I’ve written about business change in baseball. I’ve written about business change in football, a few times; The NFL controls what their players say, football can teach us a thing or two about patents, and of course, Bill Maher tells us why the NFL is a pretty darned good example of socialism.
But I’ve never written about basketball and business change. Until now. And the subject, while pointed at the so-far-there-is-no-NBA-season-because-the-millionaire-players-and-billionaire-owners-are-greedy situation, is actually a story about trust and journalism.
Yesterday, I came across this story by David Aldridge. Mr. Aldridge, a long-time sports journalist for the likes of ESPN and TNT, has weighed in with his opinion that the NBA Players Association has run out of negotiating room in their battle against NBA owners, and that it’s time for the players to give in.
Aldridge lays out his rationale for why the NBA players have run out of negotiating room pretty clearly.
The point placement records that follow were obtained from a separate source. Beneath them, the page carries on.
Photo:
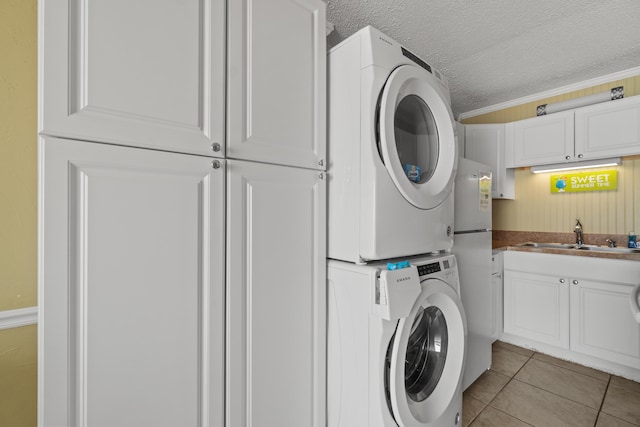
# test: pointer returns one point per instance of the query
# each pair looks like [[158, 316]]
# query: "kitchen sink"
[[608, 249], [547, 245], [580, 248]]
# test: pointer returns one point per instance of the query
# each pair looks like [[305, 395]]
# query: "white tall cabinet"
[[486, 144], [277, 82], [131, 295], [182, 236], [143, 73]]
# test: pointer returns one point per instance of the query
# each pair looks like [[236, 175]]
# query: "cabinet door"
[[497, 296], [134, 72], [486, 144], [131, 287], [608, 129], [602, 324], [277, 73], [536, 307], [276, 303], [543, 140]]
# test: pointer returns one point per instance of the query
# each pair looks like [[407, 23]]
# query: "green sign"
[[584, 181]]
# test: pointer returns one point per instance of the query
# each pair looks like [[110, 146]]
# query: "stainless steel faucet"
[[578, 230]]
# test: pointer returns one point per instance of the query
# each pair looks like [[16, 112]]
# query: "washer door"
[[427, 356], [416, 139]]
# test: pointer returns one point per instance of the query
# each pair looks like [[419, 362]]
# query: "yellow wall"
[[18, 207], [536, 209]]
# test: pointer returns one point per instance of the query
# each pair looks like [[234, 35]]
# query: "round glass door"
[[425, 359], [416, 137], [426, 353]]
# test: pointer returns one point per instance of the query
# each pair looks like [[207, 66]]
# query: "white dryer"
[[392, 152], [396, 344]]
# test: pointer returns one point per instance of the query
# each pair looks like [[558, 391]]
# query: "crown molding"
[[553, 92]]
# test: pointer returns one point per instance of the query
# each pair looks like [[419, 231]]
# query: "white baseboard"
[[19, 317]]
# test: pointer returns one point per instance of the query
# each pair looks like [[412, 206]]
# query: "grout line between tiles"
[[604, 396], [503, 387]]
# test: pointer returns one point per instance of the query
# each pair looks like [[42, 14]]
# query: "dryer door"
[[416, 139], [427, 356]]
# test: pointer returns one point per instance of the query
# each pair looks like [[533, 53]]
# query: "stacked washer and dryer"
[[396, 336]]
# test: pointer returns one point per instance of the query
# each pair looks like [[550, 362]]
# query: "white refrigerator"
[[472, 247]]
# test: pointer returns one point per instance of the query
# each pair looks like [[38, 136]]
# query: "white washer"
[[396, 344], [388, 110]]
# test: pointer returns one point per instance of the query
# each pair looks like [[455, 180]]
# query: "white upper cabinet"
[[541, 140], [131, 287], [609, 129], [486, 144], [276, 76], [276, 296], [594, 132], [134, 72]]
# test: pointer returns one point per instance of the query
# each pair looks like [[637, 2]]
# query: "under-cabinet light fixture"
[[615, 161]]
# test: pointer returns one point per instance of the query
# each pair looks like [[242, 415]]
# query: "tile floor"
[[525, 388]]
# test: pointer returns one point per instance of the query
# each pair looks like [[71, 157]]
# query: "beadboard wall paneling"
[[537, 209]]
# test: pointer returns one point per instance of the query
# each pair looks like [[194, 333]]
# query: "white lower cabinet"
[[497, 295], [131, 287], [579, 304], [537, 307], [600, 322], [276, 316]]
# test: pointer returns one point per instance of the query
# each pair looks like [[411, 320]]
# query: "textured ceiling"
[[495, 51]]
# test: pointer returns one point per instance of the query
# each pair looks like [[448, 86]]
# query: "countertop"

The only reason for them to stay on strike at this point is to make a point, hopefully with the long-term outcome of showing their overlords that they can’t be messed around with. Since most of the NBA players are rich enough to withstand a year or two of not being paid princely sums to play a game, that may not be out of the question.
I don’t much care if there’s a 2011-12 NBA season; I enjoy watching basketball when I stumble across it, but that’s about as far as my interest goes. Mr. Aldridge, of course, can’t say the same; his living is made reporting on the sport. But that’s not the story.
The story is that David Aldridge’s piece telling the NBA players that they need to give up on their negotiation with the owners of the NBA teams for which they play was published at NBA.COM, which the owners control.
If you’re either a player (with a particular vested interest in the subject), or a fan (with another), you have to look at Aldridge’s piece and question whether it qualifies as journalism, simply because of where it was published.
In short, if you trusted David Aldridge before, you can’t any longer. Getting paid by the NBA to write a piece siding with the NBA is a conflict of interest for someone calling himself a journalist.
This is what I was talking about yesterday when I pointed out the business change involved in deciding where journalism ends and op/ed (blogging) begins.
Oh, and by the way, if there’s any question in your mind as to whether David Aldridge is now just a shill for the NBA and its owners, take a look at his Twitter page. See where Aldridge says his website is? That’s right. NBA.COM:
There’s a part of me that has no problem with David Aldridge. The dude’s a writer/broadcaster/media personality, making a living, selling himself to the highest bidder(s). That’s business. And I sure have no issue with the NBA using every weapon they can lay their hands on in doing business/negotiating with their players. But I’ll guess that TNT, Mr. Aldridge’s main employer, feels differently.
What about you? Is David Aldridge no longer a journalist, or … does that not even matter?